Language in Northern Ireland: Indifference & Obsession 
Angeline King
Language in Northern Ireland is Shakespearean in more ways than one. Archaic expressions that went out of fashion in England long ago linger on, at least among the postwar generation; while the drama concerning Irish and Ulster Scots could be likened to a boisterous Elizabethan play.
It is a drama that mystifies language teachers, language graduates and business owners who are aware of the marked indifference towards languages in this country: the number of pupils learning languages at GCSE level declined by 19% between 2010 and 2018; languages are no longer compulsory at Key Stage Four; Ulster University has closed its School of Modern languages; students have to travel outside Northern Ireland to study German at tertiary level; and it is often necessary to recruit economic immigrants to redress workplace language requirements. 
Scientists worldwide have proven time and again that language acquisition has a positive effect on brain development, but we tell our students to learn STEM subjects and not languages; possibly so that they can come to this conclusion. Few realise the benefits that languages bring to STEM: how easy it is for a language student to pick up any language, including programming languages and scientific vocabulary, once those skills are acquired.
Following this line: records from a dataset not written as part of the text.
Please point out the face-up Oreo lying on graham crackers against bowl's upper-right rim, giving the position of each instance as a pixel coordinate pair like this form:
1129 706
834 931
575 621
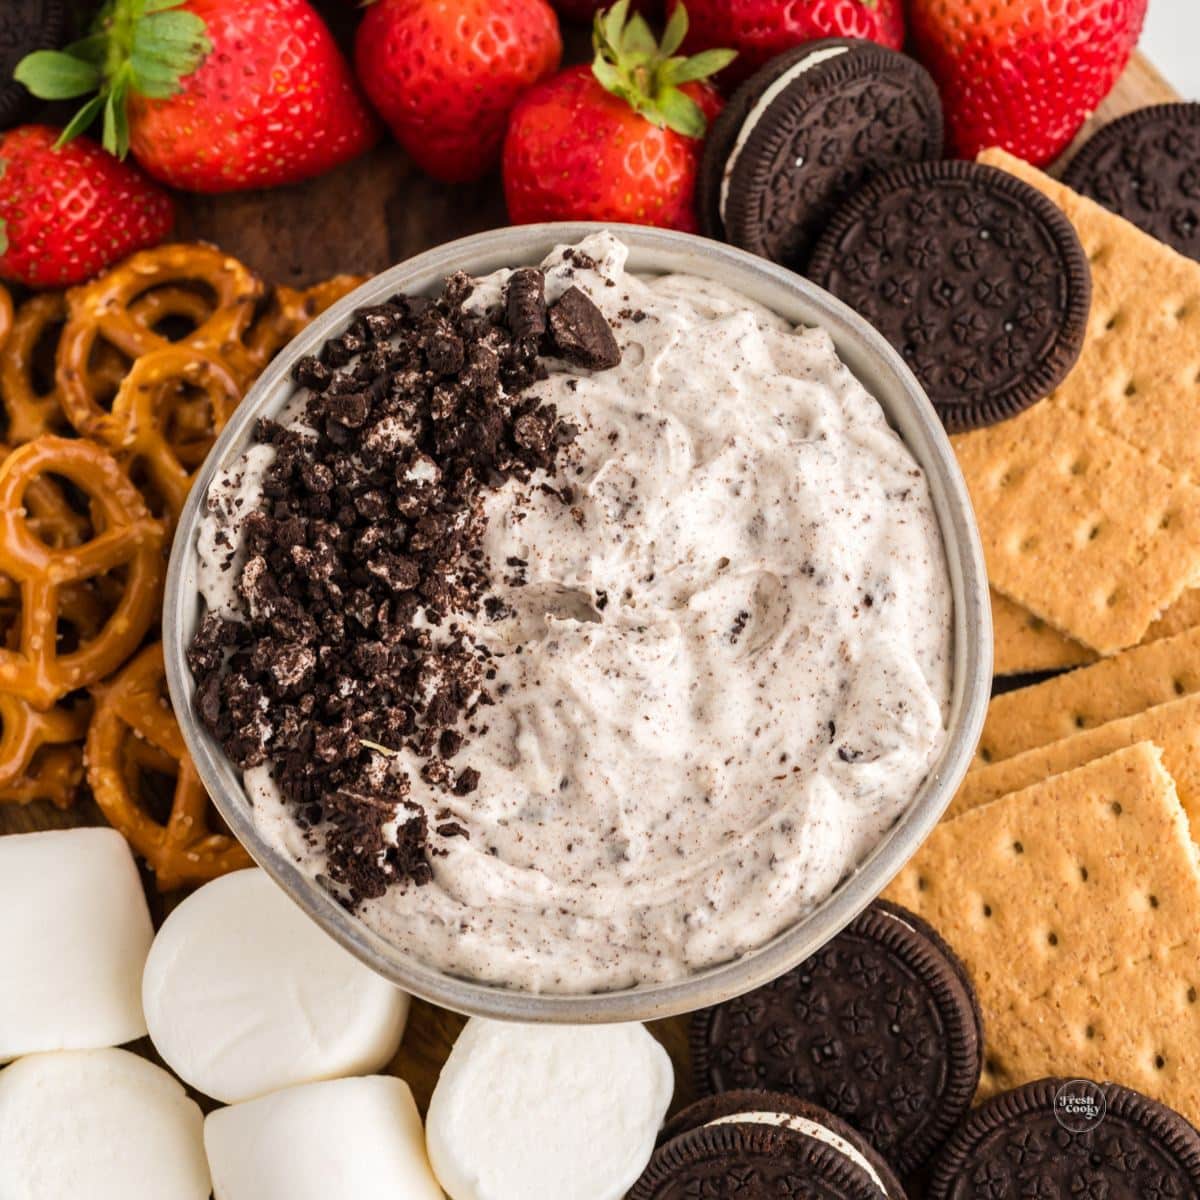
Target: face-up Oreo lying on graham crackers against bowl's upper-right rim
976 278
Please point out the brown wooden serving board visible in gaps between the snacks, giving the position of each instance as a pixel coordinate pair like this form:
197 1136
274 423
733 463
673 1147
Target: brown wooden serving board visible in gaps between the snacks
362 219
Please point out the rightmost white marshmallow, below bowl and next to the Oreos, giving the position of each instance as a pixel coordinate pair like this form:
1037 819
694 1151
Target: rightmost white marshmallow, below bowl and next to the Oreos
548 1113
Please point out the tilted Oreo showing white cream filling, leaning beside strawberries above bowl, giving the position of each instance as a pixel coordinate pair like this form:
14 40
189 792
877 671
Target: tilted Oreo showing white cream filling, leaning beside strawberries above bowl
805 134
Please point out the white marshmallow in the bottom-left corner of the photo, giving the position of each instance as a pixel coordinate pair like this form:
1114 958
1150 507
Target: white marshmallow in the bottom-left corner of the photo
99 1125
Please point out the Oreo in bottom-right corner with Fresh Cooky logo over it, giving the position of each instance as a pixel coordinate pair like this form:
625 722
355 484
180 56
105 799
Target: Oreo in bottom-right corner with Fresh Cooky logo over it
1071 1138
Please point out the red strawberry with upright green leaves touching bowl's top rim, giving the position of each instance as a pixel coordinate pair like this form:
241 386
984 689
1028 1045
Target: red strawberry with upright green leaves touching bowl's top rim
619 141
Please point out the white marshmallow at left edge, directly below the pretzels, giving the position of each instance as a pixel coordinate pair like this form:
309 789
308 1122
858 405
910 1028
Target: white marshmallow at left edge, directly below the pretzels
73 943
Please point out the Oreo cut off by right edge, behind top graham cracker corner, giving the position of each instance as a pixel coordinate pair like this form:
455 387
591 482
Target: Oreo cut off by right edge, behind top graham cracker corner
1147 169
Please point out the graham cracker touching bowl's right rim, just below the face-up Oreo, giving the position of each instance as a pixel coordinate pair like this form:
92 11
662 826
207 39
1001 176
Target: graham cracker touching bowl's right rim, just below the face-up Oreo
1078 526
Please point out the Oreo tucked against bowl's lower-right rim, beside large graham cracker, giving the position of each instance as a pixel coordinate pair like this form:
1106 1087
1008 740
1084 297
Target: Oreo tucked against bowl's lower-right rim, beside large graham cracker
881 1027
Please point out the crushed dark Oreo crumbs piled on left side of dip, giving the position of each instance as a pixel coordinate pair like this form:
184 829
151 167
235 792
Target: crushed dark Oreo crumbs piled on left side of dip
367 542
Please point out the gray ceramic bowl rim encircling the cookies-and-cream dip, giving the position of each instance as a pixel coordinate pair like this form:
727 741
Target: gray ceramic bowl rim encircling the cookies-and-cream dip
885 375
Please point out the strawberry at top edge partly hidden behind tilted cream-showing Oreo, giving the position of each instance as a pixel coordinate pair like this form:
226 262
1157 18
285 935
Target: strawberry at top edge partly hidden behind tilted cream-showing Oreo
761 29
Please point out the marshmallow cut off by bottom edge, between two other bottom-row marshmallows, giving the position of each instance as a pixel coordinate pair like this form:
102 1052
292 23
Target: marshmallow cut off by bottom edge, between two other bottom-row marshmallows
345 1139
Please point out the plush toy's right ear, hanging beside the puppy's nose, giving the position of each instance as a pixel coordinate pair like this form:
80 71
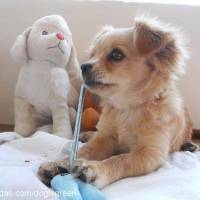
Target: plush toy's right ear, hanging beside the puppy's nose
73 69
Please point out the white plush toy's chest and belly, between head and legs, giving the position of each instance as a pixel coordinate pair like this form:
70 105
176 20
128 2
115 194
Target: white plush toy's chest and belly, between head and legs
40 83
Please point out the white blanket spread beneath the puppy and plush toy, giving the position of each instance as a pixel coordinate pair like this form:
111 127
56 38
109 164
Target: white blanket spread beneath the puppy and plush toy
178 179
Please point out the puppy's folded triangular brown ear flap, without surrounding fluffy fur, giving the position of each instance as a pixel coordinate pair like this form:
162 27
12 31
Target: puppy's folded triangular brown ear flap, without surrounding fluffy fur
148 39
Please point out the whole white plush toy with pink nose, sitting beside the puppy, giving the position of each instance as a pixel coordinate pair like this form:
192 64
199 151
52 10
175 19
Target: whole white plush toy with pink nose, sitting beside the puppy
49 80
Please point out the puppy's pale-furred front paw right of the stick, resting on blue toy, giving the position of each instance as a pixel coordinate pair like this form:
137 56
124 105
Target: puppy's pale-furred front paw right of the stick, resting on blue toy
90 172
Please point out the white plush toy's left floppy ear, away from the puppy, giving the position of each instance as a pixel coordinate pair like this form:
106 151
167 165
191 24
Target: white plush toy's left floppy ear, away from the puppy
19 49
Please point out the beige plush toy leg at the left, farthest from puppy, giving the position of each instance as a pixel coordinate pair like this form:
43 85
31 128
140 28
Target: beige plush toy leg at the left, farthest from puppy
25 123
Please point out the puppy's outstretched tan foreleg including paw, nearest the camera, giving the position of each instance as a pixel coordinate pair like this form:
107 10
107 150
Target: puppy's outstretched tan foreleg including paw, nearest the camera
102 173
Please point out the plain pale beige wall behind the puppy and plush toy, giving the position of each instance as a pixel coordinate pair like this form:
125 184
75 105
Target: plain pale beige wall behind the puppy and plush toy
85 19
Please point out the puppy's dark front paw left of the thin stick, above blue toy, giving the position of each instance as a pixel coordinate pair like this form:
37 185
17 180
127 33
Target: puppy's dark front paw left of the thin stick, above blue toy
50 169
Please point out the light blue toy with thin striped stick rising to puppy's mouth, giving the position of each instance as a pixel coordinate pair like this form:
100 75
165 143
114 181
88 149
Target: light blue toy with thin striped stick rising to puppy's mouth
68 187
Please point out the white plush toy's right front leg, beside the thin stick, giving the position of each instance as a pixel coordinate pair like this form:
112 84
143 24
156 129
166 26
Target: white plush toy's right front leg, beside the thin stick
61 120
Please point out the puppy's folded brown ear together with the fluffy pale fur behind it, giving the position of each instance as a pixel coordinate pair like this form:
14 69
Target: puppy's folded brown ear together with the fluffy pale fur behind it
162 43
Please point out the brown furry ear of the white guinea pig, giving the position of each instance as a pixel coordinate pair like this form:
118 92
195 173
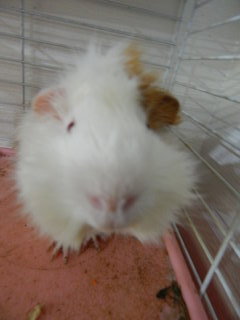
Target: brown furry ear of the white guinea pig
161 107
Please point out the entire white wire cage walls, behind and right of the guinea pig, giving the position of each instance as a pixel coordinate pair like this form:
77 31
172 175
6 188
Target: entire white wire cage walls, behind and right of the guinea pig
195 46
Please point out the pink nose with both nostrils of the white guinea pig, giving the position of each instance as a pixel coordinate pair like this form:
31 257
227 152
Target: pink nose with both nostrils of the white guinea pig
112 204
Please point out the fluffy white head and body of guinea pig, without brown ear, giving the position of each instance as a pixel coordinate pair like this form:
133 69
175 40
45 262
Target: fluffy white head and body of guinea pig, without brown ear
88 164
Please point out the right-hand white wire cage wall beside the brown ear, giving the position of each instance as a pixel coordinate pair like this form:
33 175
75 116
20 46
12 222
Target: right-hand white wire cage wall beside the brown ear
207 83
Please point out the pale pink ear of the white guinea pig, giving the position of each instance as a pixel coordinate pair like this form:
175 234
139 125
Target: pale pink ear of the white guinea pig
44 102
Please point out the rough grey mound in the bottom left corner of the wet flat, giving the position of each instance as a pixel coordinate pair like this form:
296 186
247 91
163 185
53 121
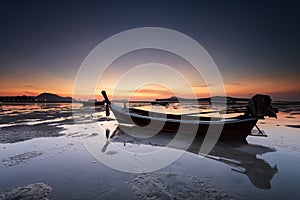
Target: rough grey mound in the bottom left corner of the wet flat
37 191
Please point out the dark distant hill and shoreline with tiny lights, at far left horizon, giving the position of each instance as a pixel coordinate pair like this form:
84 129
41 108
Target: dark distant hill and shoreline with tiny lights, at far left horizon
44 97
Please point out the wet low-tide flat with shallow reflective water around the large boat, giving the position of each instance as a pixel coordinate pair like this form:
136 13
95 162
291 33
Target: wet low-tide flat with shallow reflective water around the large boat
47 151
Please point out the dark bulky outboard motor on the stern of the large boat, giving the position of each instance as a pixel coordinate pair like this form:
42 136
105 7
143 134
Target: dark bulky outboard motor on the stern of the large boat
260 106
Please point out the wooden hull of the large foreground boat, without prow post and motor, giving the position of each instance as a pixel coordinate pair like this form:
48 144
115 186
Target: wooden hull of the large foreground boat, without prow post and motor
234 128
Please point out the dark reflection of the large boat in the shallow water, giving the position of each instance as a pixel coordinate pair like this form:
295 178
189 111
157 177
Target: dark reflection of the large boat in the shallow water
240 156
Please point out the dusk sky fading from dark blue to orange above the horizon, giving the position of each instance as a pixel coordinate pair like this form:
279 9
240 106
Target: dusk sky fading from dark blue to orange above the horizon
255 44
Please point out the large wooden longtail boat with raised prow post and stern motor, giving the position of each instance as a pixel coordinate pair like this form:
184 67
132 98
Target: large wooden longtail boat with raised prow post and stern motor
236 128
We are also desperately short of good communicators willing to stand up in front of a room and speak fluently as language students are trained to do.
Meanwhile, our dismissal of English language learning, specifically grammar, leaves our fellow country men and women perpetually in a pickle over verb conjugations and tenses. The good old Ulster expression “I done my homework, Miss!” is so widespread that it could be deemed both a misuse of tense and correct application of dialect. Confusion surrounding subjects, objects and personal pronouns, and the promotion of “I” beyond its purpose means that many live in fear of the words ‘me’ and ‘my.’ 
To understand the obsession with language, let’s begin with Ulster Scots. Apart from a handful of politicians who bang the drum in favour of it and a scattering of academics who take a serious view of it, unionists, nationalists and neithers at “social media level” appear united in the common belief that Ulster Scots is not a language, dialect or thing. 
Certainty reigns with regard to the occurrence of the seventeenth century Ulster Plantation, and we hear about it often, so it seems that the Scots-speaking folk who came to Ulster in their droves in the 1600s left their tongues at home; a concept reminiscent (reversely) of the old Breton legend in which the Welsh settlers of Brittany cut off the tongues of native women to ensure the language of the invading Britons’ prevailed. 
Any accidental merging of Elizabethan English, Gaelic and Scots to create something we would one day call Ulster Scots is inconceivable; presumably due to the widely held belief that languages can’t evolve or be given new names like Java, C#, Python, Visual Basic or English. Even those who grew up with Ulster Scots can’t quite believe that Ulster Scots is a language/dialect/thing because they received so many lashes for “bad English” that they’re too scundered to speak it. Besides, it can’t be a language because it’s too like English.
As to Scots, the tossing of rotten cabbages onto the stage of linguistic discourse seems less apparent, perhaps because Rab C. Nesbitt and Trainspotting require subtitles in some quarters. Or, maybe there is a general acceptance that Scots and English are part of the Germanic language family, that they originated in the fifth century Angles invasions and that they flourished into their own language/dialect/thing in much the same way that Dutch and German did; that the Golden Age of Scots was from around 1450 to 1700 and that the problem surrounding Ulster Scots hinges on the word Ulster.
Irish, like English, is accepted as a language by everyone. It’s less confusing on account of the fact that it’s more confusing. It looks and sounds incomprehensible: therefore, it’s a language. Even those who take to the streets to campaign against an Irish Language Act are wholeheartedly on board with the fact that it’s a language, albeit one they don’t want on their streets, in their courts or in their civil service; and whilst some see this as no less severe than the cutting of tongues of the native Irish by modern day Northern Ireland Brits, others want all Northern Ireland pounds to be diverted to the emergency situation in the NHS, and strictly not to the Irish language, or any other language for that matter.
This puts the Irish language up there with the arts in Northern Ireland, including literature and theatre, with hecklers on all sides seemingly unaware of the benefits of language on the health of the nation. And so here we are at the dawn of 2020, both indifferent about and obsessed by language, firing rotten cabbages onto the stage even when we haven’t done our homework.
Angeline King is a writer and novelist from Larne, who is best known for her novels Snugville Street and A Belfast Tale. She worked in international business for twenty years, has a BA Hons in French and History from Queens’ University and a Masters’ in Applied Languages and Business from Ulster University. Angeline is currently learning Irish and she has experimented with Ulster Scots, the language/dialect/thing of her upbringing, in some of her literary work.